C’était il y a un an. À l’occasion de la présentation du PLFSS 2019, la ministre de la Santé, Agnès Buzyn, annonçait des mesures en faveur du générique : fin de l’obligation manuscrite pour la mention NS, encadrement des justifications possibles par l’agence du médicament et remboursement sur la base du générique lorsque le patient exige le princeps sans raison valable. Le jour même, devant la Commission des comptes de la Sécurité sociale, la Fédération des syndicats pharmaceutiques de France (FSPF) évoquait ses craintes d’un alignement des prix des princeps sur les génériques provoqué par cette dernière mesure. Autrement dit : un TFR généralisé.

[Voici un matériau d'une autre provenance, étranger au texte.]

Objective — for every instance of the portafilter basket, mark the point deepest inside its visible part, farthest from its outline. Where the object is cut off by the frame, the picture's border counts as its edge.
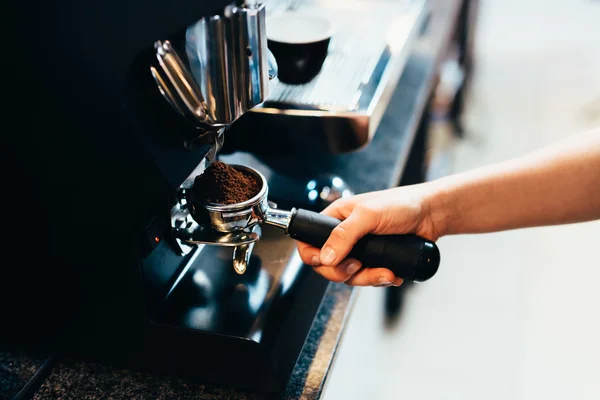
(409, 257)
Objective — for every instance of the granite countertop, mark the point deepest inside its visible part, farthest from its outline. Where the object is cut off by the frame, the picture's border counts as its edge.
(381, 165)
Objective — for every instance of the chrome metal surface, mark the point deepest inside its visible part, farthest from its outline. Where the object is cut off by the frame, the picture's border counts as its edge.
(225, 71)
(199, 234)
(241, 254)
(180, 78)
(228, 58)
(278, 218)
(366, 57)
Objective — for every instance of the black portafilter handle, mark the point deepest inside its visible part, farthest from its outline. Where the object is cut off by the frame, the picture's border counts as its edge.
(409, 257)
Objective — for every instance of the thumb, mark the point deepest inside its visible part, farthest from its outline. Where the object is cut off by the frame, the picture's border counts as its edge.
(344, 237)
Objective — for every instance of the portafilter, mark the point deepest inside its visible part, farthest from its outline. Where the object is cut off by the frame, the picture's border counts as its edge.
(409, 257)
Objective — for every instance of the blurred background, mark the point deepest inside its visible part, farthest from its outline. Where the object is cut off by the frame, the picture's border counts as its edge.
(501, 320)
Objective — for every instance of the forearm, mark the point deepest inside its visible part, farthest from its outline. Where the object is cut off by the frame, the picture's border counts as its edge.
(558, 184)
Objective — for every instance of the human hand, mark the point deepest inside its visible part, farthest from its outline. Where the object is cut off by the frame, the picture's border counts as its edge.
(403, 210)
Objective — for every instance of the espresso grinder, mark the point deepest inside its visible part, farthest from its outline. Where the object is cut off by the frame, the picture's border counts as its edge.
(152, 280)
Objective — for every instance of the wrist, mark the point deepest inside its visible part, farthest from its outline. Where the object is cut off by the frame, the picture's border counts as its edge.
(441, 213)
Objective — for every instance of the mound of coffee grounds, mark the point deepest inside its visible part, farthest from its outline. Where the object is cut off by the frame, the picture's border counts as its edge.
(223, 184)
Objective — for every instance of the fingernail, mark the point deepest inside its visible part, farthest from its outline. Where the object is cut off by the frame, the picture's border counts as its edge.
(352, 268)
(327, 256)
(384, 281)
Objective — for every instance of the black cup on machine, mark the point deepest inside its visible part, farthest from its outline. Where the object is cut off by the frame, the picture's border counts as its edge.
(300, 43)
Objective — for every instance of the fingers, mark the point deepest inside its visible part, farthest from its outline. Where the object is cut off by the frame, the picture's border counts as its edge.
(374, 277)
(344, 237)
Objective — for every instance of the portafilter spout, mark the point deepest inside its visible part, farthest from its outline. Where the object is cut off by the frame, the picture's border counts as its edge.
(410, 257)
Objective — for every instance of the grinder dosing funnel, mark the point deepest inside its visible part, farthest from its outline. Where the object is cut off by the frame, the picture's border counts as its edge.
(410, 257)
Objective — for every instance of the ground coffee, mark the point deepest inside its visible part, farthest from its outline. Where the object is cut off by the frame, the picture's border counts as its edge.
(223, 184)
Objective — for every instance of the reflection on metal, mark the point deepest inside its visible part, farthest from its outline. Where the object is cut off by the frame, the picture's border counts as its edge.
(242, 254)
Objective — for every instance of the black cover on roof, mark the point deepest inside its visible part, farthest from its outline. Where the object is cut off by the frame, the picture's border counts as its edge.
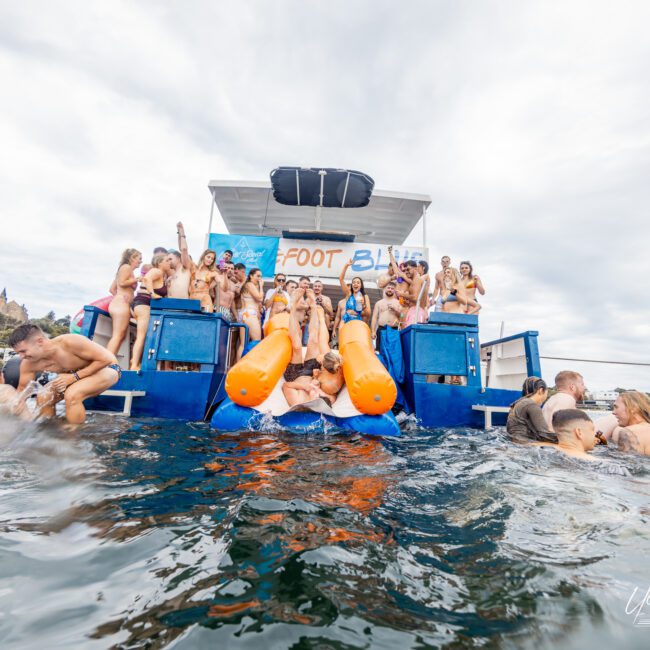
(343, 188)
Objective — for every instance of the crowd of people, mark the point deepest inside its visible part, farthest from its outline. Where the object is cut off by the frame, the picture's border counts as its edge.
(237, 293)
(557, 422)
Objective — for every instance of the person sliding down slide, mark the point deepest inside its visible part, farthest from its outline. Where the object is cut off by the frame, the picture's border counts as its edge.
(301, 385)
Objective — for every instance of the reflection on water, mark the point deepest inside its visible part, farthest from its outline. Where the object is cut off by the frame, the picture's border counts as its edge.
(144, 533)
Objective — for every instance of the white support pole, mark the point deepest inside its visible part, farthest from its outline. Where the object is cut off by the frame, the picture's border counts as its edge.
(207, 235)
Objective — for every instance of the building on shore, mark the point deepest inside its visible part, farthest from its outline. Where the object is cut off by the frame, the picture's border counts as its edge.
(11, 309)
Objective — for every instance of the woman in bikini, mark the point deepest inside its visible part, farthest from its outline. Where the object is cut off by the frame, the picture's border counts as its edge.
(470, 281)
(252, 296)
(122, 289)
(203, 279)
(357, 302)
(152, 287)
(454, 296)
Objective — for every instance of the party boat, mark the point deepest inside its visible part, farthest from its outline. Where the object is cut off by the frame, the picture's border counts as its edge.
(310, 221)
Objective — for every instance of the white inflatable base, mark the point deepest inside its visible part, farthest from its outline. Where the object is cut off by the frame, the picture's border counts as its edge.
(276, 404)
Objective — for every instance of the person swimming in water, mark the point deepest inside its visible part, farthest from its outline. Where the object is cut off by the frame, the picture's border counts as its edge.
(525, 419)
(204, 277)
(123, 290)
(302, 383)
(454, 296)
(84, 368)
(153, 286)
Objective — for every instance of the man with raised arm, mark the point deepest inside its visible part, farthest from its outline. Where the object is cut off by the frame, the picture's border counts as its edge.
(387, 311)
(178, 284)
(84, 368)
(325, 302)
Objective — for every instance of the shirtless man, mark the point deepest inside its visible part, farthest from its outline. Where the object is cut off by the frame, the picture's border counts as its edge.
(340, 310)
(178, 283)
(226, 292)
(576, 433)
(445, 263)
(84, 368)
(387, 311)
(304, 380)
(632, 410)
(323, 301)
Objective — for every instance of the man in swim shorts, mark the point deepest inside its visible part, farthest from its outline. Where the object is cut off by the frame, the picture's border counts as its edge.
(178, 283)
(301, 376)
(632, 410)
(84, 368)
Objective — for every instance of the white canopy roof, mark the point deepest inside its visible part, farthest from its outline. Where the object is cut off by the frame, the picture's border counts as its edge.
(248, 208)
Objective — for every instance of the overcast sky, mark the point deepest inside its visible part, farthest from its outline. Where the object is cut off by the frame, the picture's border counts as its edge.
(527, 123)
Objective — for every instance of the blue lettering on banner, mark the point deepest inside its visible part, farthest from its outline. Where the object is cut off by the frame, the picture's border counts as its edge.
(252, 250)
(367, 260)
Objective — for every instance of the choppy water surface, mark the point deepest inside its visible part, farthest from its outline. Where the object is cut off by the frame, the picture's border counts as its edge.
(147, 533)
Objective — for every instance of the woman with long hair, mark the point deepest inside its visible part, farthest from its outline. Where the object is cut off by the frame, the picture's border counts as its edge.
(525, 419)
(203, 279)
(252, 295)
(122, 289)
(470, 280)
(152, 287)
(632, 412)
(454, 295)
(357, 302)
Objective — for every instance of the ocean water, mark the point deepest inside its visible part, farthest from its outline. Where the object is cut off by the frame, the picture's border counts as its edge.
(149, 533)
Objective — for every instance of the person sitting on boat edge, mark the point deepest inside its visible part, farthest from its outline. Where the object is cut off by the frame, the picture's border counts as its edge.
(525, 419)
(300, 383)
(576, 433)
(357, 302)
(85, 369)
(325, 302)
(180, 263)
(570, 387)
(632, 410)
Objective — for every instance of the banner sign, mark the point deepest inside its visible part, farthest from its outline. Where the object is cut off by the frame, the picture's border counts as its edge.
(325, 259)
(315, 259)
(251, 250)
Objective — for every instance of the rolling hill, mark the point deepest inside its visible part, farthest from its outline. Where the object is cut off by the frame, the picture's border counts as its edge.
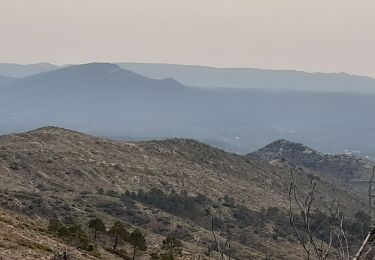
(5, 80)
(57, 173)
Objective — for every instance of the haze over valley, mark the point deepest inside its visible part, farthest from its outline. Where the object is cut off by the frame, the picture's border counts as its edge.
(187, 130)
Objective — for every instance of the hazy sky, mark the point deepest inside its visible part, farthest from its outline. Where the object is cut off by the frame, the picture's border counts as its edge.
(312, 35)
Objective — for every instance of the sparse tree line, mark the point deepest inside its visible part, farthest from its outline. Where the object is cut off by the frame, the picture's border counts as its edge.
(77, 236)
(338, 241)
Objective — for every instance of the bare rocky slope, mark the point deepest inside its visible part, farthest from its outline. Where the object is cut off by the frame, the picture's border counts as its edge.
(172, 187)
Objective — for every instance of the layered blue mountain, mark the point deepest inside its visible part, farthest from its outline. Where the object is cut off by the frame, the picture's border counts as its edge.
(25, 70)
(265, 79)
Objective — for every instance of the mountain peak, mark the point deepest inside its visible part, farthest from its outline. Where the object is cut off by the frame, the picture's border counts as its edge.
(280, 147)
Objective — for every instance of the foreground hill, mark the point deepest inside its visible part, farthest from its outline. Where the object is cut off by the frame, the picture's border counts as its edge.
(255, 78)
(103, 99)
(25, 70)
(163, 187)
(347, 169)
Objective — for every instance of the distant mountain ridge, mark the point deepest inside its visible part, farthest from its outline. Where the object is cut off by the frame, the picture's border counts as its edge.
(203, 76)
(264, 79)
(5, 80)
(25, 70)
(103, 99)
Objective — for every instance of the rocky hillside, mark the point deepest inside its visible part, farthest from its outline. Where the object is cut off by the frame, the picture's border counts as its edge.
(348, 169)
(172, 187)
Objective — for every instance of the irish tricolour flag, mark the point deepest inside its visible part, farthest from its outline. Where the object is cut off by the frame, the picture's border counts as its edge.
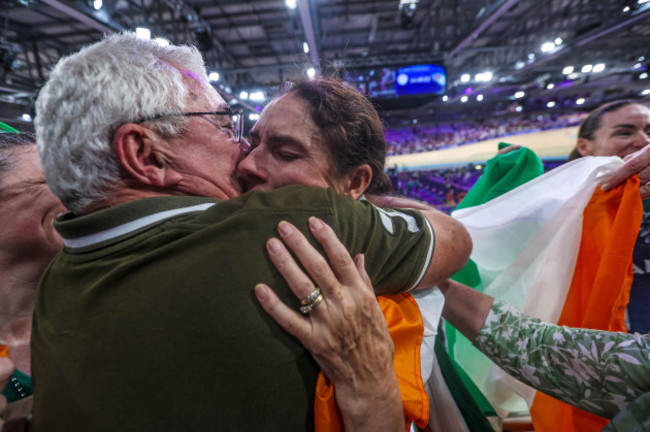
(560, 249)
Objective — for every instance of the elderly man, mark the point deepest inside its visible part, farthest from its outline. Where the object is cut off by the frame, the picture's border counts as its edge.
(147, 319)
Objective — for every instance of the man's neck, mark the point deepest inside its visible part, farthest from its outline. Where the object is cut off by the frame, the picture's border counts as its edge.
(17, 290)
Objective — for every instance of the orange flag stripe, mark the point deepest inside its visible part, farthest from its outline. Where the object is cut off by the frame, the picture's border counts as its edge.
(405, 325)
(599, 291)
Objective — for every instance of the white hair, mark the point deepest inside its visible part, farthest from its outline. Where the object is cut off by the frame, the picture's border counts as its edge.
(90, 94)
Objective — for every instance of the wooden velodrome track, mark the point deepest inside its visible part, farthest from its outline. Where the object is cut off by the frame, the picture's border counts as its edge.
(550, 144)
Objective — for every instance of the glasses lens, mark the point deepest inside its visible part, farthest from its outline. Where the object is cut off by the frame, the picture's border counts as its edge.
(238, 119)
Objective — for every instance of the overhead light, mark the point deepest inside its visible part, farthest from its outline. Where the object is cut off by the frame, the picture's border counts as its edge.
(483, 77)
(257, 96)
(548, 46)
(162, 42)
(407, 9)
(143, 33)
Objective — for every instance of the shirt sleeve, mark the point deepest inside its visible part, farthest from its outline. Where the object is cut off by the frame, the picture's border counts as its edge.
(597, 371)
(398, 244)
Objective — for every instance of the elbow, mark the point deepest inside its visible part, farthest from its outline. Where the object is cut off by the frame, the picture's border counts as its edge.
(458, 247)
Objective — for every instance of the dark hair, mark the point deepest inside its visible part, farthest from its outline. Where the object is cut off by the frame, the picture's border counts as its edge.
(350, 126)
(592, 123)
(8, 142)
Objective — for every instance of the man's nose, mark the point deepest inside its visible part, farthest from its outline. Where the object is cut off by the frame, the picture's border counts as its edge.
(250, 169)
(245, 145)
(643, 139)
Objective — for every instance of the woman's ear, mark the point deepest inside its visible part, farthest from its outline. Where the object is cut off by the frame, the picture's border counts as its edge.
(137, 150)
(584, 146)
(358, 181)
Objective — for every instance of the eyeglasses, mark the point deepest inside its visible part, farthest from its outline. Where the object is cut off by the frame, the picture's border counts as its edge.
(234, 124)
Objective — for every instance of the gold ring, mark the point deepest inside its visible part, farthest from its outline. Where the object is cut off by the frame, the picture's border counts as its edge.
(311, 301)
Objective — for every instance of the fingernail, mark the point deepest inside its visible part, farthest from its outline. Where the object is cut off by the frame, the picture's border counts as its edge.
(273, 246)
(315, 223)
(285, 228)
(261, 292)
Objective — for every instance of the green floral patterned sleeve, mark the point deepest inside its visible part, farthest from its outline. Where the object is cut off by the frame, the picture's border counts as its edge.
(601, 372)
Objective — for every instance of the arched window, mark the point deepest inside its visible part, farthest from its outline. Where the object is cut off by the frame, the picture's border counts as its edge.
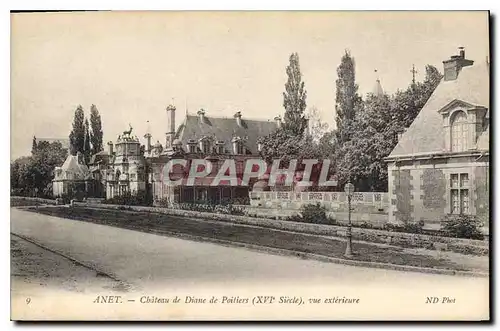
(205, 146)
(459, 132)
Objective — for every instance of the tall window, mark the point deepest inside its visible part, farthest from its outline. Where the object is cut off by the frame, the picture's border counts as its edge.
(459, 132)
(205, 146)
(239, 147)
(459, 184)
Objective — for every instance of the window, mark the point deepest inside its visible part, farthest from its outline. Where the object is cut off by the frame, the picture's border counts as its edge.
(239, 147)
(459, 132)
(191, 148)
(205, 146)
(460, 202)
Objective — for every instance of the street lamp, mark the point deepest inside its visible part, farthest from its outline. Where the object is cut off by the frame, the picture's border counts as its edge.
(349, 190)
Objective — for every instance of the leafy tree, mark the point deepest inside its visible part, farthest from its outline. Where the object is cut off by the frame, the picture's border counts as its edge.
(294, 98)
(77, 134)
(96, 130)
(86, 145)
(33, 175)
(318, 128)
(412, 100)
(33, 146)
(347, 100)
(280, 145)
(374, 132)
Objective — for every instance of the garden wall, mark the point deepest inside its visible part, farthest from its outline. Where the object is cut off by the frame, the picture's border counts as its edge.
(467, 246)
(18, 201)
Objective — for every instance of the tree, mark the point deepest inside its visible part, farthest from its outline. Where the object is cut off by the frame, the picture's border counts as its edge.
(412, 100)
(35, 173)
(294, 98)
(281, 145)
(77, 134)
(347, 99)
(318, 128)
(96, 130)
(86, 144)
(33, 146)
(374, 133)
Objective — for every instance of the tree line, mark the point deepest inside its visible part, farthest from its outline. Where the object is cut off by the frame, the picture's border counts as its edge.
(32, 175)
(366, 128)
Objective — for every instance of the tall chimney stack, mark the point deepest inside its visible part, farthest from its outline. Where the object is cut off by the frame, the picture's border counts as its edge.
(170, 125)
(454, 65)
(238, 118)
(110, 148)
(277, 119)
(201, 115)
(148, 142)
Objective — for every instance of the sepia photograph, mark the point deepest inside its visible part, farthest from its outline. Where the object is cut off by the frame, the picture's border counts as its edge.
(250, 166)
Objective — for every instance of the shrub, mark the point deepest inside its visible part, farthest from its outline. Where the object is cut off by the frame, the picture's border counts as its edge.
(462, 226)
(211, 208)
(412, 227)
(128, 199)
(312, 214)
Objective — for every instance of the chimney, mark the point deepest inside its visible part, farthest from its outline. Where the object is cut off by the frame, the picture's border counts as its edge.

Gilles Bonnefond, président de l’Union des syndicats des pharmaciens d’officine (USPO) se souvient avoir immédiatement expliqué qu’il s’agissait « d’une énorme bêtise ». Il y voit une manœuvre utilisant « un fusil à deux coups : on met le bazar, et comme ça ne va pas marcher, le TFR sera légitime ». À la mi-octobre 2018, les deux syndicats de pharmaciens et trois syndicats de médecins (CSMF, MG France, SML) se fendaient d’un communiqué commun contre ces mesures, suivi d’autres communications de la part de la chambre syndicale des groupements et enseignes de pharmacie FEDERGY et de France Assos Santé. L’association des fabricants de génériques (GEMME), a d’abord salué la volonté du gouvernement de favoriser le générique, avant de noter que ces mesures pourraient être contre-productives. Mais un an plus tard, rien n’a bougé et l’échéance du 1er janvier 2020 se rapproche.
Plus de 80 % des princeps pourraient s’aligner
L’article 66 de la LFSS 2019 a d’abord été évoqué par Alain Grollaud, président de FEDERGY, et Philippe Besset, président de la FSPF, pour ses futurs effets « catastrophiques » sur l’économie officinale. Mais Nicolas Revel, directeur de l’assurance-maladie, se montre prudent et considère qu’il est trop tôt pour connaître son impact. Selon lui, soit ces mesures entraînent un développement des génériques, soit elles peuvent générer le scénario craint par les pharmaciens d’une « TFRisation généralisée ». Mais dans ce cas, face à « l’impact massif sur l’économie de l’officine, nous serions nécessairement amenés à l’intégrer dans notre pilotage de la réforme de l’économie officinale ». En effet, des éléments ne relevant pas du cadre conventionnel sont intégrés s’ils relèvent de l’observation globale de l’économie officinale. « Dans notre tableau de suivi, on intègre tout », assure Nicolas Revel.
Mais pour Stéphane Joly, président du GEMME, le scénario du TFR généralisé est assuré. « Depuis un an je répète que les princeps vont s’aligner et aujourd’hui nous avons la réponse : mes amis du LEEM me l’ont confirmé. Ça ne sera peut-être pas 100 % mais de l’ordre de plus de 80 %. » Ce scénario est d’autant plus une évidence que « sur 800 groupes génériques dans le répertoire, 280 groupes sont TFRisés, parmi lesquels, l’an dernier, 260 étaient alignés ». Jusqu’alors, il y a peu de conséquences car, hormis les pharmaciens, peu de personnes sont conscientes de cet alignement des prix et les objectifs de substitution générique continuent de motiver les officinaux. « Ce qui va changer au 1er janvier 2020, c’est que les laboratoires princeps vont non seulement faire la démarche de s’aligner sur le prix générique, mais ils vont aussi utiliser leurs visiteurs médicaux pour informer le médecin qui va pouvoir dire à son patient : c’est la même chose, le même prix, sauf que c’est le vrai. »
Baisse de rentabilité
En conséquence, le GEMME table sur un recul de ventes du générique en volume l’an prochain d’environ 20 %. « C’est estimatif, ça peut être pire ! » Face à des baisses de volume, et donc une baisse de rentabilité des sociétés génériques, alors que la France est considérée comme peu rentable sur ce marché en Europe, « l’industrie du générique va fortement souffrir et, par répercussion, l’économie officinale ».
Des craintes entendues par Nicolas Revel qui note qu’un tel scénario serait aussi dommageable pour les pouvoirs publics. C’est pourquoi il reste réservé sur les effets annoncés. D’autant que certains pays comme l’Allemagne, ayant « introduit un différentiel de remboursement entre princeps et génériques », n’ont pas été confrontés à un alignement des prix par les princeps. En outre, il ajoute que « les conditions de mise en œuvre » ne sont pas encore connues et qu’en cas d’effets négatifs, il sera toujours possible « d’intervenir et de modifier ».